The principal didn't really care, she allowed the students to do whatever they wanted. Students jumped other students and went inside teachers’ classrooms and stole laptops and the principal did not suspend them. Violence between gangs took place and a gun was shot in the hallways of my school. At that point my best friend Jessica and I stopped attending school all together. We would go over to our friend’s house and just hang out and watch television. We did not care about getting an education because at that time our social lives were more important. Four months went by and we were still doing the same thing everyday.

One day, the school called Jessica's mother to let her know we were tardy and we told her we had been going to school. Jessica's mother believed us and the next day we decided we had better return to school. The first day back I asked all my teachers if I was failing. In 50% of my classes I received an “F” and the other 50% I received a “D.” At that point I was afraid of failing because I had not been to school and I was pretty sure that I was not going to be able to raise my grades by passing finals. I did not learn my lesson and started skipping class again. A month passed and I found out that Jessica and I had to attend summer school.

I was angry, not because I had to go to summer school, but because I had to spend my entire summer doing work that I could have done during the school year. The most frustrating part was that one of the classes I had to take in summer school was music. “Who goes to summer school for music?” was all I could think. I should have taken my classes more seriously. At that moment, I told myself that I would do whatever had to be done to pass summer school.

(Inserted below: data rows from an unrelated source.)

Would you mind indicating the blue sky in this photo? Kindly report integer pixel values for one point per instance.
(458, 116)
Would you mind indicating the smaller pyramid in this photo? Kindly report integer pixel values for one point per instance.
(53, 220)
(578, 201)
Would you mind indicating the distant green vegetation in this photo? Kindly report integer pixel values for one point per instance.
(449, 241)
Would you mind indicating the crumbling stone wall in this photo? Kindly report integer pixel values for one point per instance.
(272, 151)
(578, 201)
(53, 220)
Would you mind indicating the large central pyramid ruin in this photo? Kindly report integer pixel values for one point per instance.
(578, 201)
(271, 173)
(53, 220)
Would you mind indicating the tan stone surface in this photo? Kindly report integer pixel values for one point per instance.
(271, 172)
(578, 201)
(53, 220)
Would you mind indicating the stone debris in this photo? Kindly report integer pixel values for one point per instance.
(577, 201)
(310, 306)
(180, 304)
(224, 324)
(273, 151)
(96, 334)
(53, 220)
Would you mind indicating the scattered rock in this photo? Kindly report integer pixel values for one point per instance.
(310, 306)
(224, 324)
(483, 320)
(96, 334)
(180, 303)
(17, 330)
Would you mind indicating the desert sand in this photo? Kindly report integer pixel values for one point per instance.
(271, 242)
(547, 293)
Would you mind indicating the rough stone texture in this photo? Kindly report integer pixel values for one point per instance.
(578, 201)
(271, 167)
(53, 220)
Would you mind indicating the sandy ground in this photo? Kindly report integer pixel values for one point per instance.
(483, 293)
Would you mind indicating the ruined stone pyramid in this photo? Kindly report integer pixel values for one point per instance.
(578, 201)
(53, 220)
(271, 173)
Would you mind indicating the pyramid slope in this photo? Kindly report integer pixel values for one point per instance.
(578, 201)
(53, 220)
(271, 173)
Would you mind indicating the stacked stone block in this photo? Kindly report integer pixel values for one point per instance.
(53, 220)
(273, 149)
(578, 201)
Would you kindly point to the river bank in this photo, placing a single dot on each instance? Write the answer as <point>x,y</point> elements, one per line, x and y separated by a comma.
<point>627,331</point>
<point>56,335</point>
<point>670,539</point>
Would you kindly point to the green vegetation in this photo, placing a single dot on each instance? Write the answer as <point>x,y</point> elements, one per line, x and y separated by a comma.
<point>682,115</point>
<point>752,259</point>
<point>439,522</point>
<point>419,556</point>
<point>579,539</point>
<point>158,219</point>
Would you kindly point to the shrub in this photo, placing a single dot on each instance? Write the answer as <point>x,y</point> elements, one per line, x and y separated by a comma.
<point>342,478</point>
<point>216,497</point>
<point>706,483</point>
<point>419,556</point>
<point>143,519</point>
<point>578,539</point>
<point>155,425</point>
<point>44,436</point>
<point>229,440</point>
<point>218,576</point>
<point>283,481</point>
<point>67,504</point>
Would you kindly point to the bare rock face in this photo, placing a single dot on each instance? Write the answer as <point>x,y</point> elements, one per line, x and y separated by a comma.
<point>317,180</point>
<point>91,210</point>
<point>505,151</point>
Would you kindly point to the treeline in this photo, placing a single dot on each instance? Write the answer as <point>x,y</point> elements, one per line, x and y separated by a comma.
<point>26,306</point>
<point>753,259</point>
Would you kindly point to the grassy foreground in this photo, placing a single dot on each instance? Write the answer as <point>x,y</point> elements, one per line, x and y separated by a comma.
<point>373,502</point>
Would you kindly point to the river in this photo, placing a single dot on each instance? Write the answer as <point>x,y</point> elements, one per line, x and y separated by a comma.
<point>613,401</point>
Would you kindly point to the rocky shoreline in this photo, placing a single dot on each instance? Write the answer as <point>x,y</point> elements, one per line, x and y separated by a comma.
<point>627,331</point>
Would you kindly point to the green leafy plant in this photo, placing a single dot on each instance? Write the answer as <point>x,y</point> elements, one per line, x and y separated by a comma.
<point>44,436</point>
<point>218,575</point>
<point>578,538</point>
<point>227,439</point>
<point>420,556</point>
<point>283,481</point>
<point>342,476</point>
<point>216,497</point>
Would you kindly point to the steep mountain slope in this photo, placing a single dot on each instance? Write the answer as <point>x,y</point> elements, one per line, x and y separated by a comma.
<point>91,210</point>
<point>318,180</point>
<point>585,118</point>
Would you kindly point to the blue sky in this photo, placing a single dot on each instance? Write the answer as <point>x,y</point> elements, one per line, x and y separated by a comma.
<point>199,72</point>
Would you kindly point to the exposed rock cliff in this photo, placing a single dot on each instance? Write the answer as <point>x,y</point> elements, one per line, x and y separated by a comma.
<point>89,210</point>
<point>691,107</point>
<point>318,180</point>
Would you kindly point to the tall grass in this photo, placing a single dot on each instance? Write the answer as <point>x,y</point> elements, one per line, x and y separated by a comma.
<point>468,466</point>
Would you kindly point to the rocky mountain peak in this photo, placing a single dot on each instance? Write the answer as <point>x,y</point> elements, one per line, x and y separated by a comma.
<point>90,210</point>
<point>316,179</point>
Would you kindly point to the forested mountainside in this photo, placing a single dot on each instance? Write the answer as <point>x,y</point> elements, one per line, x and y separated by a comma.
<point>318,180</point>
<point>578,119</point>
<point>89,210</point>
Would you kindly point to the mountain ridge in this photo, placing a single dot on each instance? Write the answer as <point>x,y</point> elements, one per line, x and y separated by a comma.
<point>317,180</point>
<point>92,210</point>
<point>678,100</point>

Three weeks went by and Jessica was kicked out of summer school for missing too many days. I was so scared because all I had was Jessica, we were like two peas in a pod. After a day of thinking, I decided that this is my future and if I wanted to pass the 9th grade then I had to finish summer school. I passed summer school and started my 10th grade year.

I realized I had to change who I was to succeed in life. I had to leave the old 9th grade Precious behind and make a fresh start. That's what I did, I started passing all my classes and going to school everyday. Education was the key to my success and I wanted to go to college.

I looked up to my cousin, Rashad, who graduated from high school and attended college. I felt that if he could graduate, then maybe I could too because we both came from the same background. Things were different for Jessica, she decided to drop out of school. She claimed the school was too far, the teachers did not know how to teach and she was above everybody else in the classroom so she never learned anything new. I told Jessica that was no reason for her to drop out but instead she stayed home and slept all day. Unlike Jessica, I had to go to school because that was the only way that I could apply for college and dropping out was not an option.

After working hard for two years, I made it to my senior year. I was nervous and excited. During my senior year I was given the opportunity to become an intern with Urban Alliance. Urban Alliance placed me at the lovely Sitar Arts Center where students and family can come to a comfortable and safe place to share their creativity. I worked at Sitar and took two classes in digital arts and photography. For me to keep my internship with Urban Alliance I had to maintain a grade point average of 2.0 and graduate from high school. I wanted to keep my internship at Sitar so I worked hard.

At Sitar, I was given the opportunity to take a Film Documentary class every Thursday. I really wanted to take this class because I was interested in movies, documentaries and cameras. In the documentary class, I had an idea to make a film about high school drop outs. I wanted to explore this idea because my two best friends dropped out of high school and it really made me sad to see them give up on education. I wanted to tell a story that even though students drop out of high school it does not mean they do not care about school. It means they just need a little extra help getting back on the right track.

Click HERE to watch the Trailer of "Doing it for Me"

Shooting the documentary showed me that I made the right choice to continue on going to summer school and staying in high school. I wish my best friend had graduated with me, but things change and you learn from them. If I could go back in time I would have stopped skipping class. I would have called Jessica every morning so she could wake up in time for summer school. I would have helped Jessica with anything she needed help with in high school. If I could have just done a little more, then on June 13, 2013 my best friend and I would have both walked across the Spingarn Senior High School stage and graduated with honors. My advice for students having a rough school year is to stay focused, be determined and never give up on your dreams, because at the end of the day it's up to you to make them happen.

Precious is a Sitar Arts intern and is currently working on a documentary about the school drop out crisis in D.C.. She will be attending Edward Waters College in Florida this fall.